Шестьдесят килограммов солнечного света - Халльгрим Хельгасон 7 стр.


 Кажется, я видела,  повторила девчонка, а затем закрыла входную дверь.

Эту новость было трудно переварить, особенно в придачу ко всем другим. Никто больше ничего не сказал, все повернулись к старой мадаме, спустившейся по лестнице. А здесь объяснения были, по большому счету, не нужны. Она стояла перед этой более юной версией самой себя и видела, что говорят ее глаза: «Кто хоронил, теперь сам похоронен. Преподобный Йоун все» И хотя маленькая пасторша была потрясена, а старая ошеломлена, молчание между ними было таким, что его можно было резать ножом, а из отрезанных кусочков выковыривать проблески облегчения.

Женщины сняли пальто, а потом принялись разыгрывать на деревянном этаже, в гостиных, в коридоре и на кухне ту пьесу, которую полагается играть, когда умирает супруг и хозяин дома.

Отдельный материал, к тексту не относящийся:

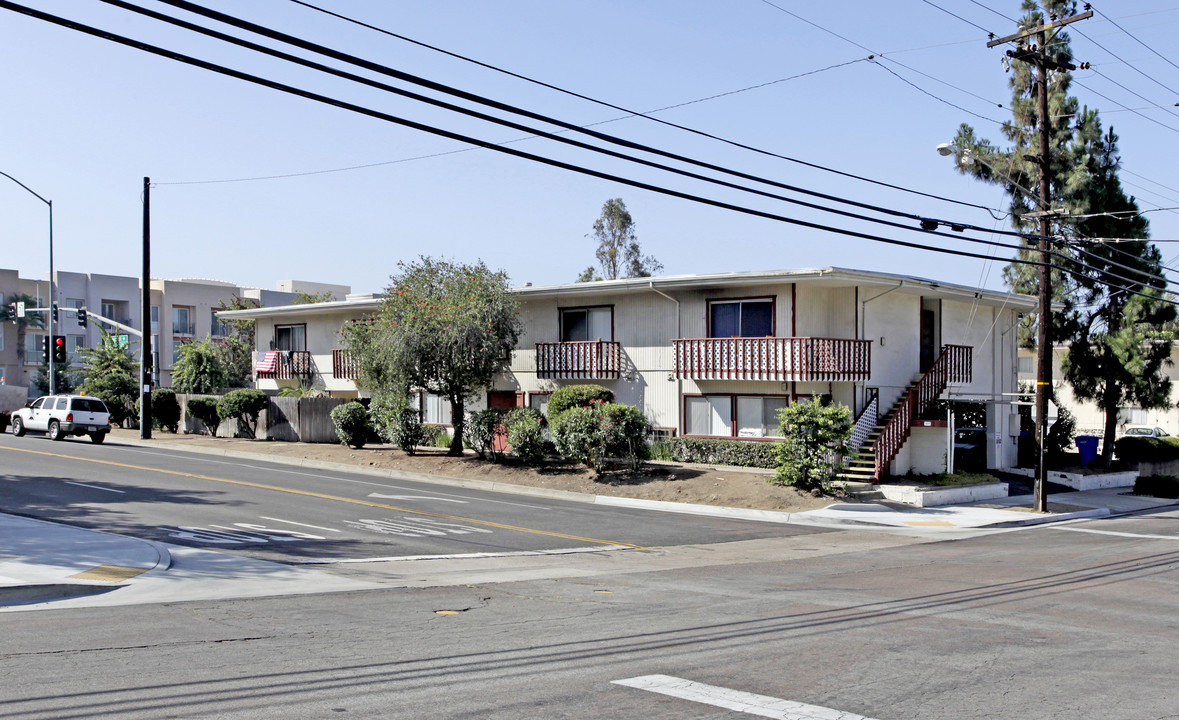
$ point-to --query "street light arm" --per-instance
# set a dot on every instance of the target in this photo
(33, 192)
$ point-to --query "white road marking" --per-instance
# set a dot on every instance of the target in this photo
(461, 555)
(81, 484)
(1118, 534)
(763, 706)
(416, 497)
(302, 524)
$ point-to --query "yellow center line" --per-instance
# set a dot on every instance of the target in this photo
(324, 496)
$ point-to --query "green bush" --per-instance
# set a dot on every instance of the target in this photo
(526, 435)
(480, 431)
(351, 423)
(1157, 486)
(165, 410)
(592, 434)
(577, 396)
(205, 410)
(244, 405)
(720, 451)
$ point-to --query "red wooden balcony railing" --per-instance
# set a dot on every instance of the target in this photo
(774, 358)
(583, 360)
(290, 364)
(343, 364)
(955, 364)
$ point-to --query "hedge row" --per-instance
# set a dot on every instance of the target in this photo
(719, 451)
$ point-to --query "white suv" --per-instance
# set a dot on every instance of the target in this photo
(60, 415)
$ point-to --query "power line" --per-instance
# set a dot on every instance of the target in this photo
(354, 60)
(647, 116)
(449, 134)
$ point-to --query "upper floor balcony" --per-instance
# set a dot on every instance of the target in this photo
(592, 360)
(344, 365)
(284, 364)
(774, 358)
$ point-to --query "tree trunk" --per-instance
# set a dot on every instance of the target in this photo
(456, 422)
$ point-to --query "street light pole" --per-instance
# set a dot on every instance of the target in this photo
(50, 203)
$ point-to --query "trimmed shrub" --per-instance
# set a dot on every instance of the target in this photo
(351, 423)
(480, 431)
(1146, 449)
(205, 410)
(592, 434)
(244, 405)
(720, 451)
(577, 396)
(1157, 486)
(165, 409)
(526, 435)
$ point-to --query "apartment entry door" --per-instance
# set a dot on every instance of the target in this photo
(502, 400)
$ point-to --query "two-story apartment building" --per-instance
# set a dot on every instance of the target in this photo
(719, 355)
(182, 311)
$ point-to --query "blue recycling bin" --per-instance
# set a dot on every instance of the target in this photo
(1087, 446)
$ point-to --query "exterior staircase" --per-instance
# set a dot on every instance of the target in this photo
(881, 436)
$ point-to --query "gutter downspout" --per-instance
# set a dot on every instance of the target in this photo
(679, 381)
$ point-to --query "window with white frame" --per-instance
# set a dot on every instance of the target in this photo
(581, 324)
(715, 415)
(435, 409)
(290, 337)
(741, 318)
(539, 402)
(757, 416)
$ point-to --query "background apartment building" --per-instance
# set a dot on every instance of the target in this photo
(182, 311)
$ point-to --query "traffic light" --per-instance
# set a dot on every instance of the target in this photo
(59, 349)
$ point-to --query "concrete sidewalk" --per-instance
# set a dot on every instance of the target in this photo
(43, 561)
(46, 561)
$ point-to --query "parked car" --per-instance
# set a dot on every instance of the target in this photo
(1144, 431)
(61, 415)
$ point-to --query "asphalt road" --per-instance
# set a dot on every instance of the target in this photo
(1061, 621)
(287, 514)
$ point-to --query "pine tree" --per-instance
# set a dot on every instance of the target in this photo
(1110, 294)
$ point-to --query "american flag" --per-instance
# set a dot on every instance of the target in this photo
(268, 363)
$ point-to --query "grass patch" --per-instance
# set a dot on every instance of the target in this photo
(1158, 486)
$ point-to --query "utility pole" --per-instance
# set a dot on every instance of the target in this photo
(1038, 55)
(145, 349)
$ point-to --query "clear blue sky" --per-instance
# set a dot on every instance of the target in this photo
(85, 120)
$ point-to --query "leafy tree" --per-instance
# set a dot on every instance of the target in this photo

Четыре женщины по очереди садились рядом с пятой, чтоб немножко поплакать вместе с ней, сделать ей кофе, принести хлеб и масло, а потом ходить то в комнату, то из комнаты с шумом вздохов и юбок, чтоб в воздухе трепетали косы и расспросы. Они изо всех сил старались сотворить из всего этого печаль в доме, да только светлынь на улице, новогодняя белизна, отказывалась в этом участвовать. Ведь хотя стрелка часов начала клониться к трем, темнота все еще не наступала. Как будто весь фьорд радовался смерти пастора. Но пять женщин упорно продолжали играть свою пьесу, пытались разжечь в себе скорбь, приличествующую моменту, когда в хреппе преставился начальник,  но эта наигранная постановка постепенно переросла в довольно незамысловатый допрос алощекой девицы Краснушки. Что она видела? Кто его столкнул? Его точно кто-то столкнул? Но у нее на все был только один ответ: кажется, она видела, будто кто-то подошел к нему сзади и толкнул в спину, и в итоге этот громадный человек свалился ничком в могилу.

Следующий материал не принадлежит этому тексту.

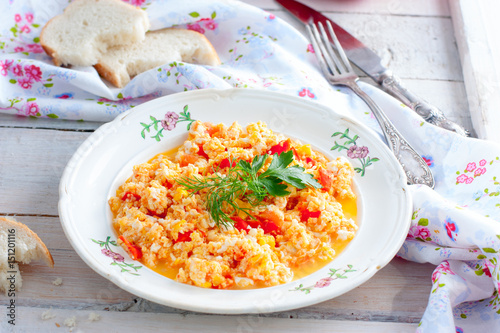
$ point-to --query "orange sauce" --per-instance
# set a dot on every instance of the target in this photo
(349, 207)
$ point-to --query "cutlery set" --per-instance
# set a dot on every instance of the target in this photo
(337, 70)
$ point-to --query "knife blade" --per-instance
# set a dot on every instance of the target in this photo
(371, 64)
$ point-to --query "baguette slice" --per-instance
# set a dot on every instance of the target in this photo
(87, 28)
(28, 247)
(159, 47)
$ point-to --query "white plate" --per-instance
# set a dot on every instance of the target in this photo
(106, 158)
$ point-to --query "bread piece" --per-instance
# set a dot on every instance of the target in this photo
(28, 247)
(158, 48)
(87, 28)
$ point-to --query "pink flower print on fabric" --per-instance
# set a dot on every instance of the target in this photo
(35, 48)
(271, 17)
(25, 82)
(442, 269)
(419, 232)
(488, 268)
(17, 70)
(307, 92)
(464, 179)
(29, 17)
(471, 167)
(208, 23)
(25, 28)
(31, 109)
(324, 282)
(33, 72)
(451, 229)
(137, 2)
(428, 160)
(479, 172)
(4, 66)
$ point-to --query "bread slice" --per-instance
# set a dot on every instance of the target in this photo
(27, 246)
(159, 47)
(87, 28)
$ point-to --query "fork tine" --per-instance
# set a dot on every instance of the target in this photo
(339, 48)
(324, 50)
(319, 54)
(334, 59)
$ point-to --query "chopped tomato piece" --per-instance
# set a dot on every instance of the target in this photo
(201, 152)
(271, 228)
(188, 159)
(184, 236)
(254, 223)
(134, 250)
(225, 163)
(325, 178)
(305, 214)
(281, 147)
(239, 223)
(310, 161)
(130, 195)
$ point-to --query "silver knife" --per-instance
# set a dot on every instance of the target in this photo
(370, 63)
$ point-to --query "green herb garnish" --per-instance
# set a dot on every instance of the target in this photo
(244, 181)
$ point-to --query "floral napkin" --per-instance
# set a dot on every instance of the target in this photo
(455, 226)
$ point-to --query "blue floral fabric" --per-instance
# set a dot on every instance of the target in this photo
(455, 226)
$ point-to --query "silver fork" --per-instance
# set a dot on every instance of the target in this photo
(338, 71)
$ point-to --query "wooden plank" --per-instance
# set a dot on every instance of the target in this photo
(476, 27)
(385, 7)
(426, 49)
(398, 292)
(9, 120)
(31, 166)
(30, 320)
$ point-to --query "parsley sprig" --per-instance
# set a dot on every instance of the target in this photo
(245, 180)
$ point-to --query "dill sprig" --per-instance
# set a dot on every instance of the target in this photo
(245, 180)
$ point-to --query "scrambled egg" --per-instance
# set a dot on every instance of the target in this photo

Две мадамы сидели друг напротив друга, кажется, они уже не слушали, словно это было не важно, и снова заглядывали друг другу в глаза. И вновь из молчания между ними можно было вычитать вот что: «Теперь нам наконец дадут поспать, мы спокойно выспимся!»

Глава 14

В одной связке

Вот и миновал Новый год со старым снегом и старым льдом, и почти ничего не произошло. Эйлива и Геста взяли жить на хутор «До следующего обвала», потому что в Перстовом им житья не было, потому что там раздавалось слишком уж много проклятий в адрес матери и дочери, даром что тех уже не было в живых. Эйлив дважды застукивал перстовских супругов, Стейнгрима и Эльсабет, в их кухне у очага за обсуждением отца и сына и слышал там слова «дите сопливое», «тролль бадейный» и «не человек прорва». Ведь Эйлива не хотели никуда брать, хотя он не знал устали в любой работе: он был осужден за воровство, слишком много ел, да еще долговязый, а ведь эти его ходули не отстегнешь. И вообще, откуда мы знаем может, он свою жену сам убил, а пастора-то наверняка он в могилу столкнул! Вот она вершина его бедняцкой удачи! Просто никто об этом не говорит вслух, слишком уж велик этот грех убить священника!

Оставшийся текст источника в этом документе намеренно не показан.